According to Drs. Stampone and McKeage, the students will now consult with Homeboy on a range of potential opportunities, including community and youth program outreach, grant and donor relation development and possible marketing and expansion of educational programming, as well as identifying growth possibilities for nearly dozen individual enterprises run by Homeboys, such as the tattoo removal service.

The students who visited Homeboy have already been impacted by the organization and the project.

Emma Boyle called the Homeboy Art Academy a “sanctuary for the children.” The students and faculty members were also impressed by the breath of educational programs offered through homeboys, ranging from parenting classes to workforce development courses that incorporated teaching “soft skills,” as well as job training.

“I am really grateful for this opportunity. It will provide real experience consulting with a major company, said Matthew Earley, Perkasie, a senior finance major, member of the McKeage Business Leadership Honors Program and Presidential Scholarship recipient. “I’ve gotten a hands-on look at the process of consulting and a look at the skills that are needed in that field. It was also an eye-opening experience to hear so many tremendous stories of how people turned their lives around that I now have a new perspective in that regard.”

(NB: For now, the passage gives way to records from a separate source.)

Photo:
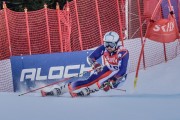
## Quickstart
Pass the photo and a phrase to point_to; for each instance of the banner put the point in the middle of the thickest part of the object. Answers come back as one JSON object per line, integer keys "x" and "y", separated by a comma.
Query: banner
{"x": 32, "y": 71}
{"x": 163, "y": 30}
{"x": 165, "y": 9}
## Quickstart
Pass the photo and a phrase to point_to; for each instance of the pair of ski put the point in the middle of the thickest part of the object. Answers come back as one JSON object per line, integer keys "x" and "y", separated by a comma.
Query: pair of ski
{"x": 66, "y": 79}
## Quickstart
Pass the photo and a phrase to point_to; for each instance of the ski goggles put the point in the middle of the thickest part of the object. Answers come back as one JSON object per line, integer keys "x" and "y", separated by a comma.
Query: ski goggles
{"x": 109, "y": 44}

 “The visit to Homeboy has given me a new perspective on my career and the career path I want to take to utilize my skills to help others in any way I can,” said Emma Boyle, an accounting major from Peckville.

Other students participating with this project through the McKeage Business Leadership Honors Program Consulting Theory and Practice course are:

Owen P. Ascher, Garden City, New York, an accounting and finance major;

Thomas J. Csehovics, Fair Lawn, New Jersey, a finance major;

Joshua T. DeMarco, Hillsdale, New Jersey, a business analytics major;

Jillian D. Heier, Mickleton, New Jersey, an accounting major;

Jessica M. Hook, Barto, a marketing major;

Jordyn S. Lieber, Edison, New Jersey, a business administration major;

Francis J. Lynch, Richboro, an electrical engineering major;

Aiden P. Messett, Throop, a finance major;

Kayleigh S. Olszewski, Conshohocken, an accounting and finance double major;

Claudia Pitts ’22, Scranton, who is pursuing a master of accountancy;

Jennifer R. Rossiter, Jenkintown, a finance major;

Thomas A. Yager, Randolph, New Jersey, an accounting major.

The University of Scranton’s McKeage Business Leadership Honors Program, which is one of Scranton’s programs of excellence. Students in this highly-selective program explore the basic theories and concepts of leadership through special seminars and courses in management, ethics, strategy and analysis, in addition to field trips to learn from top executives and projects in leadership, service and mentoring.